Alexander Lerch

Title: Audio Classification with Small Training Datasets

Time: Friday, March 3rd, 3:00 PM
Location: CSIP library (room 5126), 5th floor, Centergy one building

Bio: Alexander Lerch is Associate Professor and Director of Graduate Studies at the School of Music, Georgia Institute of Technology. He received his “Diplom-Ingenieur” (EE) and his PhD (Audio Communications) from TU Berlin. Lerch’s research in Music Information Retrieval and Audio Content Analysis positions him at the intersection of signal processing, machine learning, and music, and creates artificially intelligent software for music analysis, production, and generation. Lerch authored more than 50 peer-reviewed journal and conference papers, as well as the text book “An Introduction to Audio Content Analysis” (IEEE Press/Wiley, 2nd edition 2023). Before he joined Georgia Tech in 2013, Lerch was Co-Founder and Head of Research at his company zplane.development, an industry leader in music technology licensing. zplane technologies are integrated into a multitude of music software from consumer to professional applications and are used by millions of musicians and producers world-wide.

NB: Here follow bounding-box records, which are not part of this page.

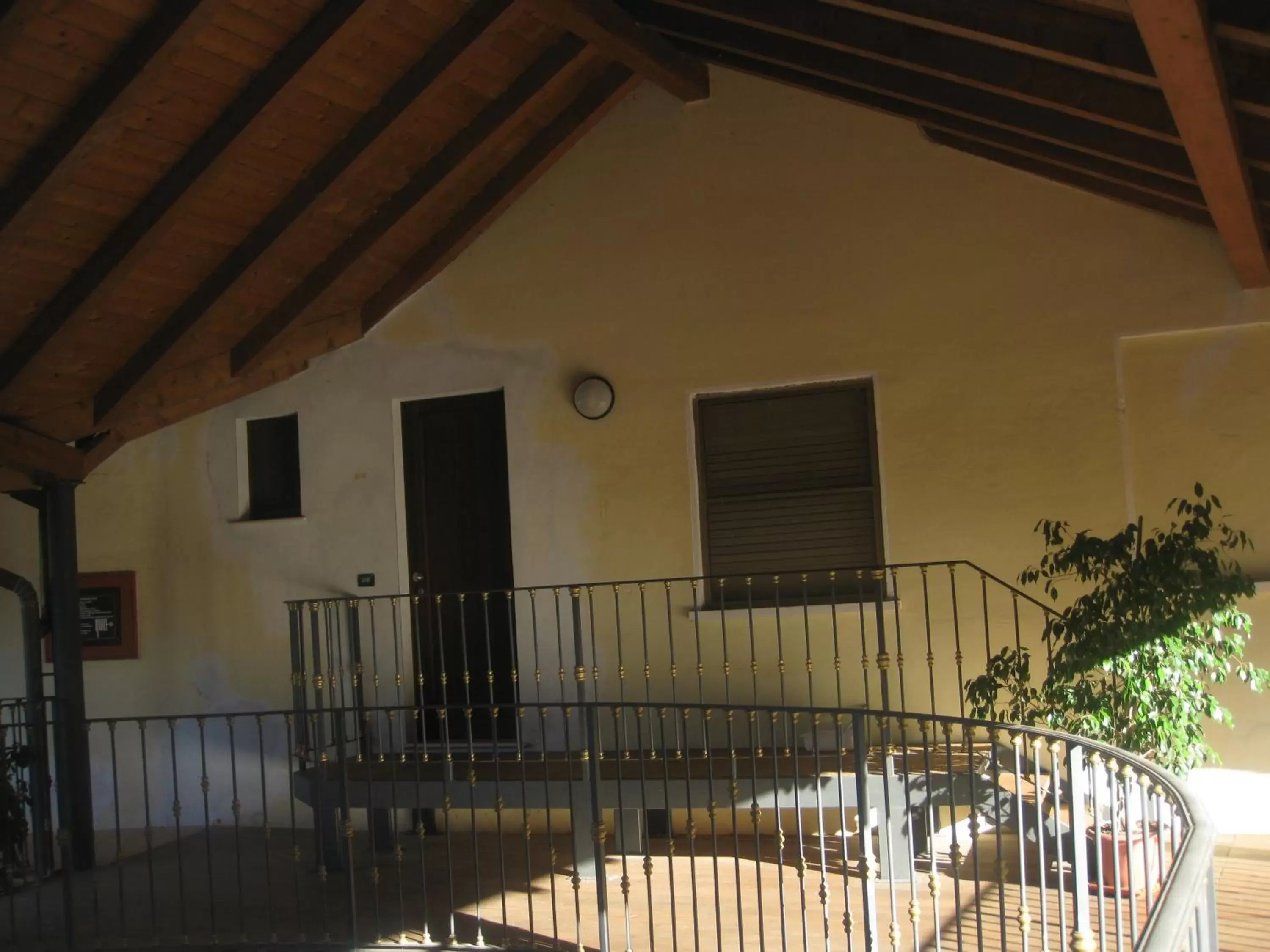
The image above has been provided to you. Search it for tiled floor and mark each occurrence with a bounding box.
[0,828,1270,952]
[1214,835,1270,952]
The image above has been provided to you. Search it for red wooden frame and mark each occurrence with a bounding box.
[44,571,140,661]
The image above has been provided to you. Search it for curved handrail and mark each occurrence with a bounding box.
[283,559,1057,614]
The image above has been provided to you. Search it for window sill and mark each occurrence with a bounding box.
[225,515,309,526]
[683,598,903,621]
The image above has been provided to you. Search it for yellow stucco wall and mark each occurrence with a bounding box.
[0,72,1270,828]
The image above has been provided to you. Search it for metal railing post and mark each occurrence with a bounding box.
[1054,744,1099,952]
[331,707,357,948]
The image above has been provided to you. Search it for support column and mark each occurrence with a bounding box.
[41,480,95,869]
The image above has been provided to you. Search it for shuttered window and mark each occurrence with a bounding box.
[696,382,883,594]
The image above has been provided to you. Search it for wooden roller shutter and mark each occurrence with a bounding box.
[696,382,883,593]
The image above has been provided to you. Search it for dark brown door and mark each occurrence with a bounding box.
[401,391,516,740]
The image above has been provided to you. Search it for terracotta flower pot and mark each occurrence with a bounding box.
[1090,824,1160,896]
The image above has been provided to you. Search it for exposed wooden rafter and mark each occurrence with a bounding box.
[634,0,1177,142]
[230,36,585,377]
[0,423,84,482]
[0,0,361,393]
[1130,0,1270,288]
[362,63,638,331]
[0,0,199,228]
[532,0,710,103]
[922,127,1213,225]
[93,0,516,424]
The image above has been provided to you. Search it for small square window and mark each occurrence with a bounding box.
[246,414,301,519]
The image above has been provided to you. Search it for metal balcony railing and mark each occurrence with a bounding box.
[0,702,1215,952]
[0,571,1217,952]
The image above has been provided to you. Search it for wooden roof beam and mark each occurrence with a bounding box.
[0,423,84,482]
[631,0,1179,142]
[532,0,710,103]
[0,0,199,235]
[922,127,1213,227]
[93,0,516,423]
[682,32,1194,182]
[230,36,585,377]
[0,0,361,393]
[362,63,639,333]
[1130,0,1270,288]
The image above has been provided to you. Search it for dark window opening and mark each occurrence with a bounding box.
[696,381,883,607]
[246,414,301,519]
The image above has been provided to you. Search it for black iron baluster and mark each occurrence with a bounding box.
[556,701,584,952]
[851,716,878,952]
[635,707,657,952]
[137,718,159,939]
[917,721,945,952]
[310,715,335,942]
[225,717,246,942]
[961,725,986,952]
[380,708,405,944]
[458,593,483,946]
[1046,740,1067,942]
[1002,734,1031,952]
[283,712,306,942]
[772,575,790,751]
[767,711,790,952]
[530,589,564,948]
[194,717,217,944]
[436,595,464,946]
[480,592,516,947]
[255,715,278,942]
[711,579,745,952]
[942,721,965,952]
[1031,736,1058,952]
[856,569,872,710]
[660,696,691,952]
[366,711,384,942]
[922,565,940,716]
[949,565,965,721]
[662,581,686,760]
[810,711,833,952]
[401,696,432,946]
[334,711,359,948]
[1087,750,1107,952]
[892,721,919,949]
[168,717,189,942]
[745,721,767,952]
[611,706,635,952]
[782,711,809,952]
[505,589,536,949]
[105,721,128,944]
[972,729,1006,952]
[681,597,704,952]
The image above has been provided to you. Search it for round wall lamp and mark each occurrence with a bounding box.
[573,377,613,420]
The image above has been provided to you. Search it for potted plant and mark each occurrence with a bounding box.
[966,484,1270,886]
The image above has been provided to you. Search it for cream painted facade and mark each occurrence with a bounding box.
[0,65,1270,821]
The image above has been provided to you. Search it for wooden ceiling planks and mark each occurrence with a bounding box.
[0,0,361,406]
[0,0,1270,491]
[1129,0,1270,288]
[624,0,1270,279]
[0,0,707,487]
[94,0,531,423]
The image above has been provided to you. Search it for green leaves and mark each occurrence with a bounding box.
[966,482,1270,773]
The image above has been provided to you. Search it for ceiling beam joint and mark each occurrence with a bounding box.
[531,0,710,103]
[1129,0,1270,288]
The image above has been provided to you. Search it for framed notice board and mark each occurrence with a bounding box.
[44,571,137,661]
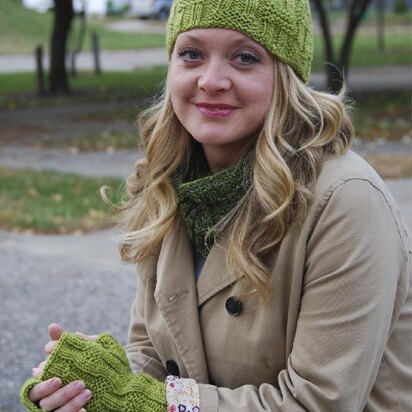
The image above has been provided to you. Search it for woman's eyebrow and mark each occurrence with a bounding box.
[178,32,265,51]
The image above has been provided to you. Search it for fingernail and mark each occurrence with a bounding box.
[80,389,92,401]
[50,378,62,389]
[74,381,86,391]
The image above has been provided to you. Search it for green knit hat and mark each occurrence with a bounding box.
[167,0,313,83]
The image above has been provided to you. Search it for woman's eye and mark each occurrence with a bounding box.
[179,48,200,62]
[235,52,260,65]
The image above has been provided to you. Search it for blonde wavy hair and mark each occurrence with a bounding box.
[111,59,353,301]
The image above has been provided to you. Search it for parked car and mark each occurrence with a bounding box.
[129,0,173,20]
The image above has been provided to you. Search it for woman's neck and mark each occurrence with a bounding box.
[202,139,253,174]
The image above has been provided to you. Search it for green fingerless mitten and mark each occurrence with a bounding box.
[20,333,167,412]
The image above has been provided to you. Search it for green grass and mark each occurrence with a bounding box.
[353,91,412,142]
[0,67,167,110]
[0,168,122,233]
[41,130,138,152]
[312,28,412,71]
[0,0,165,54]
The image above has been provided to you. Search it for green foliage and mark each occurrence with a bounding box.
[393,0,408,14]
[0,168,122,233]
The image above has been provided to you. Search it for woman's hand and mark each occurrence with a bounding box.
[29,323,96,412]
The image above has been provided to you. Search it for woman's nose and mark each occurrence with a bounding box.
[198,62,232,94]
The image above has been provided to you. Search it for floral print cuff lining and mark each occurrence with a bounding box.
[166,376,200,412]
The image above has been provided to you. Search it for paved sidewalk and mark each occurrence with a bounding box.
[0,48,412,91]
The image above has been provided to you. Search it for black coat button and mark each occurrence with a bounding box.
[166,359,180,377]
[225,296,242,316]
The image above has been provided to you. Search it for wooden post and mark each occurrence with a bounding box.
[35,44,45,96]
[376,0,385,52]
[92,32,102,75]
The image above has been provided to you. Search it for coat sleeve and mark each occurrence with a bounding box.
[125,276,167,381]
[199,179,410,412]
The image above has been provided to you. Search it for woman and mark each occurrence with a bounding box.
[22,0,412,412]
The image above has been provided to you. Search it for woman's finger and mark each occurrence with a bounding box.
[55,389,92,412]
[47,323,64,340]
[39,381,90,412]
[44,340,59,355]
[29,378,62,402]
[76,332,98,340]
[32,361,46,378]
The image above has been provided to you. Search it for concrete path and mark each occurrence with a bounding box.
[0,48,412,91]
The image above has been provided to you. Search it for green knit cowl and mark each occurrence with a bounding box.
[174,148,252,258]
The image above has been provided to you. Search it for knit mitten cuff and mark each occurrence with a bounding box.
[20,378,44,412]
[18,333,167,412]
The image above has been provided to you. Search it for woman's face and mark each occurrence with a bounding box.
[169,29,274,171]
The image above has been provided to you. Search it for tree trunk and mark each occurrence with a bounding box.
[49,0,74,94]
[313,0,371,93]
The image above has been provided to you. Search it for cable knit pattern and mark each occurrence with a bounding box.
[20,333,167,412]
[174,151,252,258]
[167,0,313,83]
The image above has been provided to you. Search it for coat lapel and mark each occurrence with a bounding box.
[155,222,208,382]
[196,240,237,306]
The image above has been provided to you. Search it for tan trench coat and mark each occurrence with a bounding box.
[126,152,412,412]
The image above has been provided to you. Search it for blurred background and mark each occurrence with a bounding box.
[0,0,412,412]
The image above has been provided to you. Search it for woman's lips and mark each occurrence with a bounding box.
[196,103,236,117]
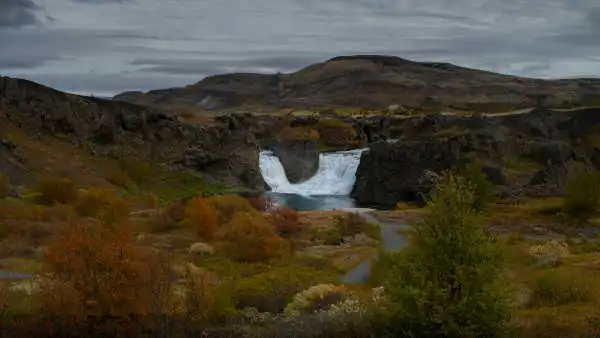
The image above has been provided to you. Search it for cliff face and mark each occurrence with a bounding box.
[352,109,600,207]
[0,77,267,188]
[114,56,600,110]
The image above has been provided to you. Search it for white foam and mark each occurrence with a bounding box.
[260,149,366,196]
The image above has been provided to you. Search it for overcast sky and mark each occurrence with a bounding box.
[0,0,600,96]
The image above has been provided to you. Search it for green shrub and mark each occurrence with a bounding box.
[380,174,508,337]
[120,159,152,186]
[0,173,10,199]
[234,265,333,313]
[334,213,381,240]
[35,178,79,205]
[532,269,594,306]
[564,165,600,223]
[76,188,130,224]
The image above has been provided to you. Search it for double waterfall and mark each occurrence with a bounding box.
[260,149,366,196]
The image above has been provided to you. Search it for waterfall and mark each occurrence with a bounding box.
[260,149,366,196]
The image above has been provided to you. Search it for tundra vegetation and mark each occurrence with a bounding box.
[0,160,600,337]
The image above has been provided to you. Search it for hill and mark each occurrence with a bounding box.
[113,55,600,111]
[0,77,272,195]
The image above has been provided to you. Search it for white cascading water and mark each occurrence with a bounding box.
[260,149,366,196]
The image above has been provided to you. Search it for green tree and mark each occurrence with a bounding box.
[381,174,509,337]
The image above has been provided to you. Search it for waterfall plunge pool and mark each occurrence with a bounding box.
[260,149,408,284]
[260,149,366,211]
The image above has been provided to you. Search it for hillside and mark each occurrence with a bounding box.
[113,56,600,111]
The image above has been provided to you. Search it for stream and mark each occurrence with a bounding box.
[341,209,410,284]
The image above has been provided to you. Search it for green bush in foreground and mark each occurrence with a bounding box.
[380,175,509,337]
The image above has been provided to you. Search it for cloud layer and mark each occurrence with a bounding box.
[0,0,600,95]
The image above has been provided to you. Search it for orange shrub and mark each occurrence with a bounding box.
[76,188,130,223]
[208,195,257,225]
[279,127,321,141]
[0,173,10,199]
[271,208,302,238]
[42,224,170,320]
[35,178,78,205]
[184,197,219,241]
[222,213,289,262]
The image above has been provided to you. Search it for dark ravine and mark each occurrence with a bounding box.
[0,77,271,189]
[351,108,600,208]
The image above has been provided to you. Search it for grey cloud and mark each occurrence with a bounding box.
[0,0,41,28]
[0,0,600,94]
[130,56,332,74]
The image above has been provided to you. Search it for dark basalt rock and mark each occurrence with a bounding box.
[0,77,269,188]
[352,109,600,207]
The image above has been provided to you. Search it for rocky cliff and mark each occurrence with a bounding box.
[114,55,600,111]
[0,77,269,188]
[352,109,600,207]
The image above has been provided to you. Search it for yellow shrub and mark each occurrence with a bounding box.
[35,178,78,205]
[529,240,569,266]
[222,213,289,262]
[208,195,259,225]
[77,188,130,223]
[532,268,598,307]
[184,197,219,241]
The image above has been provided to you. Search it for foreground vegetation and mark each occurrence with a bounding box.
[0,164,600,337]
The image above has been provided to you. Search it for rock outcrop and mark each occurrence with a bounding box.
[0,77,269,188]
[352,109,600,207]
[114,55,600,111]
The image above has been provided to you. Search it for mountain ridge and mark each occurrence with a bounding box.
[113,55,600,111]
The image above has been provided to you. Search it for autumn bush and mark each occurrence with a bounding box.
[0,173,10,199]
[35,178,79,205]
[106,168,132,188]
[76,188,130,223]
[41,223,170,323]
[531,268,598,306]
[0,281,8,323]
[278,126,320,141]
[184,197,219,241]
[221,213,289,262]
[270,208,303,238]
[208,195,259,225]
[284,284,348,317]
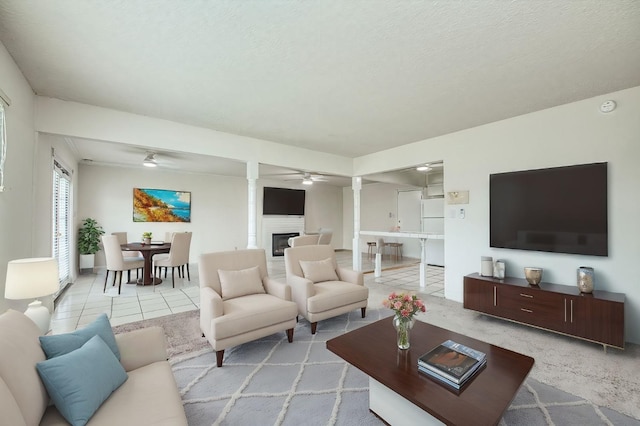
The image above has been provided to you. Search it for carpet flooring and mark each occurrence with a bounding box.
[125,309,640,426]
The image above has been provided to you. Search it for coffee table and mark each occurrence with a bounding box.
[327,317,534,425]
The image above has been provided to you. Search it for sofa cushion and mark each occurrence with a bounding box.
[0,309,49,425]
[40,314,120,360]
[0,377,26,426]
[36,335,127,426]
[40,361,187,426]
[300,257,338,283]
[218,266,265,300]
[307,281,369,313]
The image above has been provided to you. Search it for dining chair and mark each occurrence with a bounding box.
[111,232,144,281]
[153,232,191,288]
[102,235,144,294]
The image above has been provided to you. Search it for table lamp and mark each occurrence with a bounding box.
[4,257,60,334]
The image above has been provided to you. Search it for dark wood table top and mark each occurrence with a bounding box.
[327,317,534,425]
[120,243,171,252]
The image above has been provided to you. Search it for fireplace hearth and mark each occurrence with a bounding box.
[271,232,300,256]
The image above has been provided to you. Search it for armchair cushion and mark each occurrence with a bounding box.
[218,266,265,300]
[307,281,369,313]
[300,257,338,283]
[40,314,120,360]
[36,336,127,426]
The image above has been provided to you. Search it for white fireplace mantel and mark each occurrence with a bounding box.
[262,215,304,260]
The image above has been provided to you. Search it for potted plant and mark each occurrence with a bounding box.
[142,232,153,244]
[78,217,104,271]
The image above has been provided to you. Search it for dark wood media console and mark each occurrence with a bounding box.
[464,273,625,351]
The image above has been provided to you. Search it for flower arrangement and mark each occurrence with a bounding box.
[382,292,427,320]
[382,292,427,349]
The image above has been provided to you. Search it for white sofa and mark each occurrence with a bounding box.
[0,310,187,426]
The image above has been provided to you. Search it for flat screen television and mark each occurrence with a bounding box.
[489,163,609,256]
[262,186,305,216]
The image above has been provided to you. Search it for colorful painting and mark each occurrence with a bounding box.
[133,188,191,222]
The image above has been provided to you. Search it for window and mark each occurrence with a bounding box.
[51,160,71,289]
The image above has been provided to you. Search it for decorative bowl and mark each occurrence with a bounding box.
[524,267,542,285]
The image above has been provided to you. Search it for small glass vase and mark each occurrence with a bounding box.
[393,315,416,350]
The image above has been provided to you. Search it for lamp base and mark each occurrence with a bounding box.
[24,300,51,334]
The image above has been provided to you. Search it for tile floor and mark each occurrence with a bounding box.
[51,251,444,334]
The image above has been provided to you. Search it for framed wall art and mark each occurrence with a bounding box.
[133,188,191,222]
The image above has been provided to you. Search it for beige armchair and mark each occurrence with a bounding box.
[284,245,369,334]
[198,249,298,367]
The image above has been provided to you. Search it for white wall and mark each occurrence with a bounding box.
[0,43,36,312]
[76,164,342,266]
[356,87,640,343]
[342,183,420,253]
[258,179,343,249]
[76,164,248,266]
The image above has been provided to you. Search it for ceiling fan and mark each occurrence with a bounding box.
[266,171,329,185]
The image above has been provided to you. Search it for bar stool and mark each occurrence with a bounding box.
[387,243,402,260]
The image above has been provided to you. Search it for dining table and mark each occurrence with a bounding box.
[120,241,171,285]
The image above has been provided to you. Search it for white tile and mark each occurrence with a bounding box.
[142,309,172,319]
[171,304,199,314]
[111,306,142,318]
[109,314,144,327]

Abstract: Many tasks in music and audio classification lack large datasets and researchers thus struggle to train deep state-of-the-art networks with a large number of hyperparameters. This presentation will introduce recent research in the Music Informatics Group to address this challenge: First, a semi-supervised approach exploring the utilization of unlabeled data in training, second, a self-supervised representation learning approach inspired by knowledge distillation techniques, and third, an approach referred to as “reprogramming” or “model reprogramming” that transfers the knowledge from a deep model pre-trained on a different task by combining ideas from traditional transfer learning and adversarial attacks. The presentation will conclude with a short discussion on advantages and disadvantages of the presented approaches.